I am not comparing apples and oranges, if anything I am comparing two different fruit both that have been grown using the same pesticide that is poisonous. You tell me that don't eat that fruit, it's poisonous because of the pesticide used. I then ask you, what about that other fruit, to which you reply: no it's a different fruit.
No, it's like...there's fruit full of pesticides, and then there's this insect, which say, pretends to be a fruit. I'm telling you not to eat the insect that pretends to be a fruit, though doubtless the pesticide is the problem. It's an entirely separate question as to whether we need the masquerading insect.
If anything this thread has shown that exactly the same rethoric can be used on both sides when it comes to feinting and spinning. Yet still people persist that they are apples and oranges. I ask you: How is feinting and different from spinning? Both look silly, both are unrealistic to the degree they are/were implemented. And from a gameplay point of view feinting is less noob-friendly and more dominant at the moment.
It has shown nothing of the sort. What it has shown is that satire is no substitute for argument.
Walking AWAY, then spinning on the SPOT, while being able to aim and strike, and being too fast to be caught by a strike, is not something anyone should expect to face, or need to win. Whatever problems MnB melee may have, spinning should not be a solution, because at that point we might as well introduce magic, combat pets, teleporting, kamehamehameha qi strikes and other fantasy elements.
Feinting is 100% part of what is expected, and it's only the representation that suffers. Blocking is also expected, though the amazing downblock is what caused the entire problem to start with. It's a matter of bad implementation, but you don't need to spin to deal with that.
Now, it may be because I'm not trained in bayonet combat, but I am pretty sure that you are not forced to lunge in a straight line forward from where you are standing, so that you could for instance, stab the guy standing to the right or left of the guy dead-centre infront of you in order to catch him off guard. So arguably being able to turn while stabbing is an intuitive mechanic, albeit poorly represented. So they seem quite equal, all three of them.
You're misunderstanding, perhaps. MnB already allows to aim stabs with, say, a horse lance. Doing the same with a bayonet would be as you say, a representation of aiming at the guy next to the guy.
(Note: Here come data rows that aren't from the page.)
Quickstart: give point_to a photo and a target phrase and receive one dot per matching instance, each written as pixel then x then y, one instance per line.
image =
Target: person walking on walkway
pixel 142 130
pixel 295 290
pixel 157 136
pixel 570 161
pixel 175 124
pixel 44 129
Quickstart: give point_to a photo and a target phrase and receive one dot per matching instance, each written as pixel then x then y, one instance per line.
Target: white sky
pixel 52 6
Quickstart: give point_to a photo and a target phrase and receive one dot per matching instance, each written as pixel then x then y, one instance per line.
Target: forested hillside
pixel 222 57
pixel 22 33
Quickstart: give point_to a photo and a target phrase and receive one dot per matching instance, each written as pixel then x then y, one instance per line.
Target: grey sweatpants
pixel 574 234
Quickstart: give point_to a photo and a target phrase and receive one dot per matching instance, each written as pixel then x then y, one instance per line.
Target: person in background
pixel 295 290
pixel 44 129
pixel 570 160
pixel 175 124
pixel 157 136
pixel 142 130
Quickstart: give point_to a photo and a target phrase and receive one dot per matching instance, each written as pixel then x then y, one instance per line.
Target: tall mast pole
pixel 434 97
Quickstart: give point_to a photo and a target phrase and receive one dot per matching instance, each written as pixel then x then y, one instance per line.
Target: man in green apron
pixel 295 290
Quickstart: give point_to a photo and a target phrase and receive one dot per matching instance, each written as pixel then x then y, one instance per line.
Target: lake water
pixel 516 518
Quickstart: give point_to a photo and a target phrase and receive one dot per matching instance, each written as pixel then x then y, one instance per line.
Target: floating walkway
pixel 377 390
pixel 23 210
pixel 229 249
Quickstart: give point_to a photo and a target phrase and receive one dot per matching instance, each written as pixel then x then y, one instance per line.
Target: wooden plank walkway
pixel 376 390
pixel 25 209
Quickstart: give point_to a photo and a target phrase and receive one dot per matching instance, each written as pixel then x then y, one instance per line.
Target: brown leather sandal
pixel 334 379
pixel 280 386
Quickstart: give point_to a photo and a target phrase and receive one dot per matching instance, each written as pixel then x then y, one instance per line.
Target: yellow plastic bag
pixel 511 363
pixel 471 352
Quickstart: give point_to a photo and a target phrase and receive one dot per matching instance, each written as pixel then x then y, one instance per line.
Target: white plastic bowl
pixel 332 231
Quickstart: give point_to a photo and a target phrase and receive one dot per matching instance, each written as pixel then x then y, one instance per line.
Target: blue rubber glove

It's another thing to pivot on the spot and hit the guy in the shoulder past his block, and entirely something else to magically avoid the bayonet point that is placing itself where you are because you're spinning and then of course there's the fact that half the time you're dragging your bayonet
through your opponent and then manage to stab your opponent anyway. Or when you're spinning
inside his animation, and stab him.
Do me a favour, go and get a 5 or 6 foot broomstick and try spinning at a stationary target at the kind of distances that spinning happens in MM. See what happens.
Now if I am not completly misstaken you can strafe using the A and D keys. Additionally if that would be the gameplay you would end up with gameplay focused around strafing your bayonet into your enemy.
You're actually turning to face, not strafing. That's why all combats become circular and why spinning is good. If you're going to turn might as well turn really fast.
Part of it is because as Evan mentioned all attacks are launched from the extreme right side and turning is necessary to hit anyway since you can't really aim the direction like you can with a lance without turning.
If you could strafe and aim, that would probably make combat more enjoyable for bayonet specialists like you. More chances to fail, more openings to exploit. If they could make blocks timed and not held it would be even better. It would probably also be a completely different game, and I have doubts it can/will be done. Still doesn't say one single positive thing about spinning.
My bottomline here is though: Gameplay is what matters and from a gameplay point of view spinning wasn't a negative or even dominant force (in group fights sure, but then in that situation it was used in conjunction with other knowledge of melee like feints, chambers, timing, distance judgement, footwork, understanding the hubris of a group etc., if it was someone spinning like a rotor without any other knowledge of melee he would end up dead quickly (as seen on the groupfighting server).
Most people are not on the groupfighting server, and would readily agree with me that it
was dominant and it
was negative. Hence the change, by the by.
To an extent feinting but above all spamming are playstyles that should not be too powerful, because they are easy to pick-up, and they lack though and does not require you to pay attention to the doings of your opponent.
Spamming is entirely what the bayonet is about. You're supposed to run at the enemy line, stab, then carry through, and carry on. You're certainly not going to convince me that battles became little dancing circles and came to complete fullstops every time two men with bayonets met.
I don't understand why you think the bayonet should be a weapon made for fine fencing. Do you complain that fighting with a rifle as a club inelegant, or sabre briquets are ineffective? What's the purpose of this mod, in your mind?